Chamberfolk: Three classically trained musicians playing original music, as intricately arranged as a string quartet, lyrically rooted in the singer/songwriter tradition, and wrapped in three-part vocal harmonies reminiscent of both Appalachia and Medieval Europe. Building from the tonal depth of the cello (or is it a bass?), layer in the shimmering sounds of a violin and the strikingly natural addition of banjo to create a sound at once familiar and impossible to categorize. Unapologetic genre-benders, Harpeth Rising fuses Folk, Newgrass, Rock and Classical into something organically unique.
The three musicians each hold classical performance degrees from some of the most venerated schools in the world: Indiana University, Oberlin, Eastman School of Music. But their classical background is only one dimension of this trio’s powerful musical voice. Hailing from vastly different parts of North America, each member of Harpeth Rising brings different influences to the core sound. Born in Brooklyn, NY, Maria Di Meglio cello, was born and raised in Brooklyn, NY. She was drawn to the music of her first generation Italian and Balkan roots, and grew up learning Eastern European folk songs alongside classical repertoire. She attended many classical programs throughout NYC, including LaGuardia High School (the “Fame” school), and Manhattan School of Music’s Precollege Division. Michelle Younger of Charlottesville, VA comes by her modern spin on old-time infused banjo authentically; her family has been in the United States for generations, and she is a descendent of Cole Younger, a member of the James-Younger Gang and the namesame of his very own banjo tune. Jordana Greenberg, violin, grew up listening to the sounds of Stan Rogers, Leonard Cohen and Natalie McMaster in her native Canada before moving to Southern Indiana as a child. She studied classical violin by day through the pre-college program at Indiana University, and spent her nights learning the folk tunes and classic rocks songs that her family plays at the annual post-Passover jam session.
All three women began singing after they completed their instrumental studies, and found a passionate new musical avenue. They developed their voices and arrangements to bring life to the lyrical expressiveness of their original songs. Hallmarks of their music include expansive three-part harmonies, consummate musicianship and a deft, yet soulful, lyrical perspective.

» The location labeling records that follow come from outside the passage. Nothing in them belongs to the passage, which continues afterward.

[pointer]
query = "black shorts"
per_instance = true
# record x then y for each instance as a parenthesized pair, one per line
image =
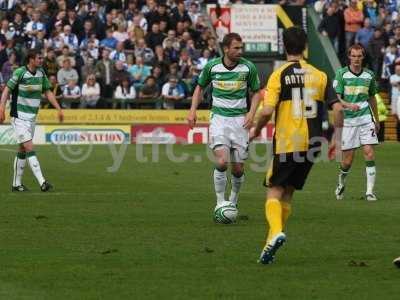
(289, 169)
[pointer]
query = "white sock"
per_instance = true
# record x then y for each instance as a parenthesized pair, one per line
(220, 185)
(35, 167)
(371, 173)
(236, 183)
(19, 165)
(342, 176)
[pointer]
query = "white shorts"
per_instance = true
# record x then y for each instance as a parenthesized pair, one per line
(229, 132)
(24, 130)
(355, 136)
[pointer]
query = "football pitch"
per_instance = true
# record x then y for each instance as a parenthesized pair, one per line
(144, 230)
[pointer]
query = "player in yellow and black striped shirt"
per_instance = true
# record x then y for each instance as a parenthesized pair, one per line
(296, 92)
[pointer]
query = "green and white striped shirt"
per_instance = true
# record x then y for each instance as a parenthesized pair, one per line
(230, 86)
(358, 89)
(27, 90)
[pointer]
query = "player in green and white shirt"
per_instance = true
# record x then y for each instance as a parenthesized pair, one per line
(232, 79)
(26, 86)
(356, 88)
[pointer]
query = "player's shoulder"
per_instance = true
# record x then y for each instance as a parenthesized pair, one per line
(213, 62)
(246, 62)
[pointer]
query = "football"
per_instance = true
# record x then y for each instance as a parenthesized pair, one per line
(225, 213)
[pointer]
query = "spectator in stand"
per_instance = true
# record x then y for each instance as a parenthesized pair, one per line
(73, 21)
(171, 52)
(185, 63)
(69, 39)
(135, 28)
(171, 40)
(18, 26)
(203, 60)
(139, 72)
(118, 54)
(88, 68)
(179, 14)
(35, 25)
(194, 12)
(125, 94)
(155, 37)
(395, 97)
(109, 41)
(104, 69)
(90, 92)
(150, 89)
(66, 54)
(9, 66)
(160, 59)
(392, 54)
(172, 93)
(71, 95)
(121, 35)
(50, 64)
(365, 33)
(144, 51)
(67, 73)
(6, 31)
(376, 50)
(119, 73)
(192, 51)
(371, 11)
(158, 75)
(330, 25)
(353, 18)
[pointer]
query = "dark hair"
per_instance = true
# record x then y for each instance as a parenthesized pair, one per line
(294, 40)
(356, 47)
(227, 41)
(32, 53)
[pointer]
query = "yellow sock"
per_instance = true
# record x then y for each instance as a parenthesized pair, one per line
(273, 212)
(286, 210)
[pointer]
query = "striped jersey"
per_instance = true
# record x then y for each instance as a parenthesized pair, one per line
(356, 88)
(230, 86)
(27, 89)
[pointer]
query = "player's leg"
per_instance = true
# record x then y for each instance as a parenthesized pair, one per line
(369, 138)
(286, 203)
(221, 154)
(33, 161)
(237, 179)
(350, 142)
(19, 166)
(370, 170)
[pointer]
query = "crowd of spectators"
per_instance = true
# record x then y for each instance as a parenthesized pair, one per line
(99, 50)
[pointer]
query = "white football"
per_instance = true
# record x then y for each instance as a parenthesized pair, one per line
(225, 213)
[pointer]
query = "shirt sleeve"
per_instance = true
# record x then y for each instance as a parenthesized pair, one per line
(330, 95)
(338, 84)
(254, 80)
(13, 81)
(272, 93)
(373, 88)
(205, 76)
(46, 84)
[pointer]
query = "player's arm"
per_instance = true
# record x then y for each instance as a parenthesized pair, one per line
(263, 119)
(4, 97)
(196, 99)
(52, 99)
(203, 82)
(254, 81)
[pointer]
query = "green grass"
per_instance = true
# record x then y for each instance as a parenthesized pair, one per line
(146, 232)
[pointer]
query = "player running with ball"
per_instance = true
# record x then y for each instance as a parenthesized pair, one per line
(27, 85)
(232, 78)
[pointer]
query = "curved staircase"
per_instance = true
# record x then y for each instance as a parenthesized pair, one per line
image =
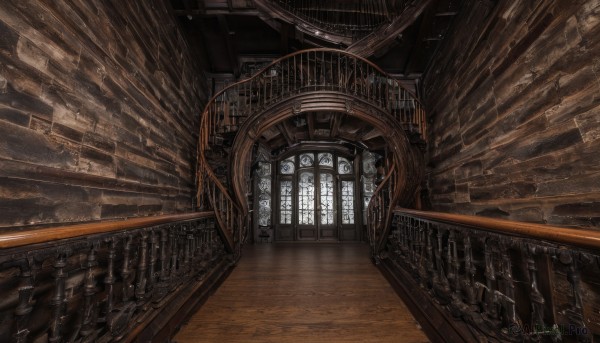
(315, 80)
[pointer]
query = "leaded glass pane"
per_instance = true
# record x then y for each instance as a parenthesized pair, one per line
(344, 166)
(264, 201)
(325, 159)
(326, 199)
(306, 198)
(285, 200)
(306, 160)
(369, 160)
(264, 169)
(347, 202)
(287, 166)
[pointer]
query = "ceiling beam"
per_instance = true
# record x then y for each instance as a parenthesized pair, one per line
(425, 27)
(370, 134)
(216, 11)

Against All Tides, Harpeth Rising’s sophomore album as a trio, is proof that authenticity and complexity can live in harmony. It is an exploration of spirituality in place of fundamentalism, uncertainty as philosophy, and an unwavering declaration that human connection is the ultimate force for good in the universe. The songs, crafted lyrically by Jordana Greenberg and arranged by all three members of the trio – Maria Di Meglio, Michelle Younger and Greenberg – do not intend to distract from the social and political atmosphere. They are the vehicle by which the band has chosen to add their voices to the ongoing fight for understanding and respect. Two sets of lyrics – tracks 6 and 7 – come from David Greenberg, Jordana’s father, who has contributed work to every album the band has recorded, and who continues to be a source of inspiration. Track 8 is a cover of a Joan Baez song, – an indictment of the prison system and immigration laws – which heartbreakingly has fully retained its relevance in the 45 years since it was written.
Altogether, they present a picture of determined optimism: Things are not as they should be, but we will push back, against all tides.